The Chairman of the Board of Directors of the ARB Apex Bank, Dr. Anthony Kwesi Aubynn, said developments in the global economy showed a steady economic recovery from the pandemic effects since the last quarter of 2021.

He mentioned that there remained profound uncertainty and fragility in the world economy, which has been exacerbated by the geopolitical developments in Europe that had led to the Russia-Ukraine War.

“These challenges are expected to weigh on global growth in the near term. The updated World Economic Outlook report by the IMF projects a decline in global growth from 5.9 per cent in 2021 to 4.4 per cent in 2022,” he said.

Performance

Dr. Aubynn said the performance of the banking sector in 2021 pointed to sustained growth in assets, deposits, and investments alongside improvements in the financial soundness indicators.

Presenting his report, he said in the year under review, total assets of the bank grew by 20.4 per cent to GH¢179.8 billion as at December 2021.

Asset quality, however, continued to reflect the general pandemic-induced repayment challenges as well as some bank-specific loan recovery challenges.

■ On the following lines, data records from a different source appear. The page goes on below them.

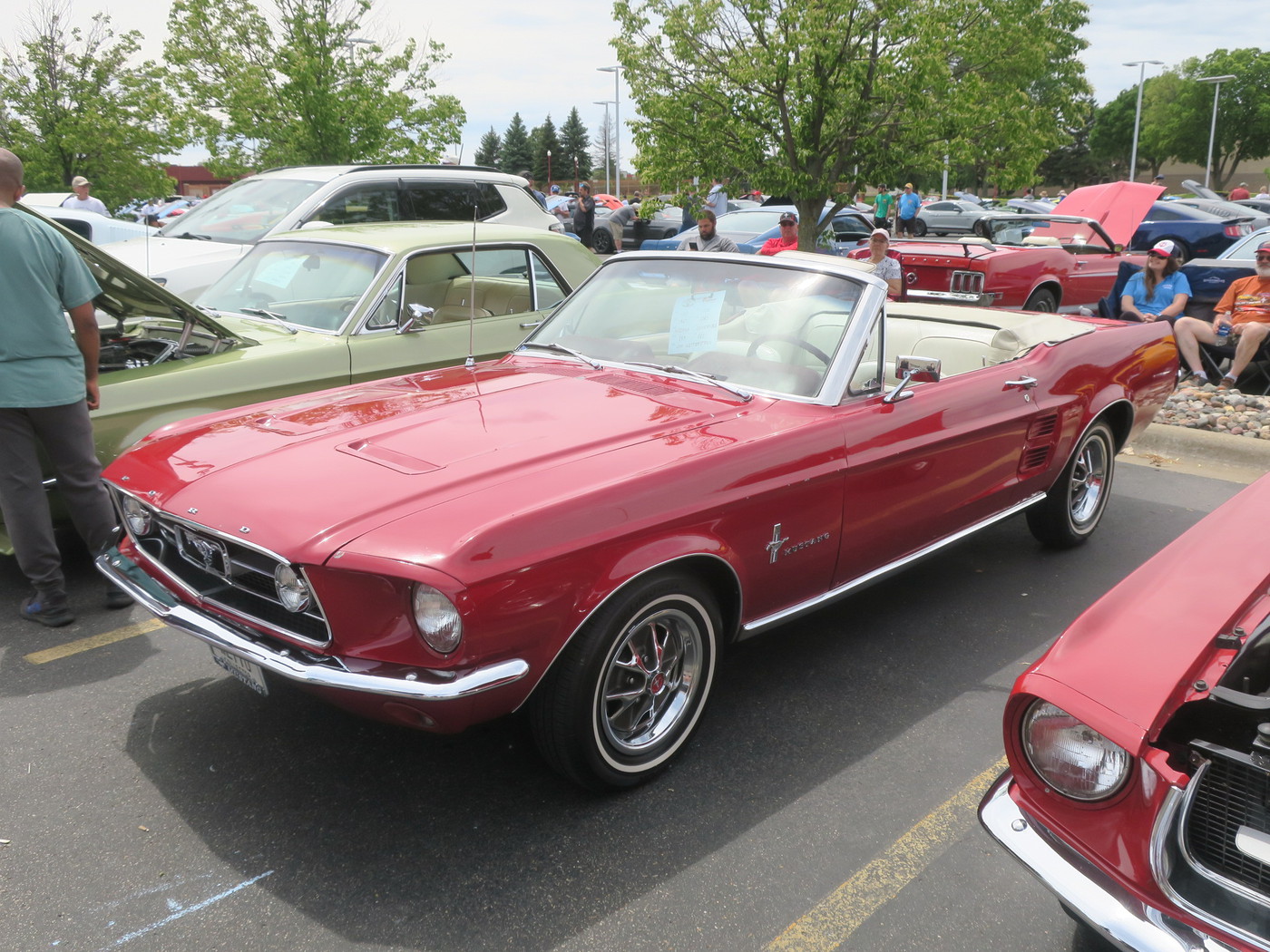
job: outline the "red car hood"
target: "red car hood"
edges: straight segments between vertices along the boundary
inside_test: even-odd
[[[478,494],[498,498],[497,487],[512,481],[580,489],[578,468],[563,467],[667,440],[761,400],[505,358],[177,424],[105,476],[166,512],[312,564],[404,515]]]
[[[1133,232],[1151,211],[1151,203],[1163,194],[1161,185],[1144,182],[1109,182],[1105,185],[1085,185],[1068,193],[1058,203],[1054,215],[1080,215],[1093,218],[1113,241],[1128,245]]]
[[[1153,736],[1195,694],[1196,679],[1213,683],[1206,669],[1217,652],[1217,635],[1242,623],[1250,608],[1266,598],[1270,565],[1260,527],[1267,523],[1270,476],[1096,602],[1024,675],[1022,689],[1059,706],[1067,692],[1088,698],[1128,722],[1126,734],[1138,736],[1111,739],[1130,749],[1142,736]],[[1220,560],[1213,562],[1205,552],[1220,552]],[[1265,605],[1255,614],[1260,621]]]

“From the peak of 17.3 per cent in August 2021, the NPL ratio eased further to 15.2 per cent at end-December 2021. Comparatively, the NPL ratio was 14.8 per cent in December 2020.

“The industry remained solvent with the average industry CAR of 19.6 per cent well above the 11.5 per cent regulatory minimum threshold. Core liquid assets to short-term liabilities was 25.9 per cent in December 2021 compared with 27.8 percent a year ago”.

Locked up funds

Dr. Aubynn said as reported last year, rural banks still have significant amounts of money locked up with some Securities and Exchange Commission (SEC) regulated institutions, a situation which continues to have a great toll on the industry.

He assured that the ARB Apex Bank will continue to engage the regulators to salvage as much of the funds as possible, to improve the liquidity position of the industry.

Capital 

He said the bank’s paid-up capital remained at GH¢9.2 million as at December 2021, which was woefully inadequate for the smooth operations of the bank due to single obligor limits.

According to him, the new strategy of the bank was to raise at least GHS5 million annually from the RCBs for the next five years to boost the capital base of the Bank.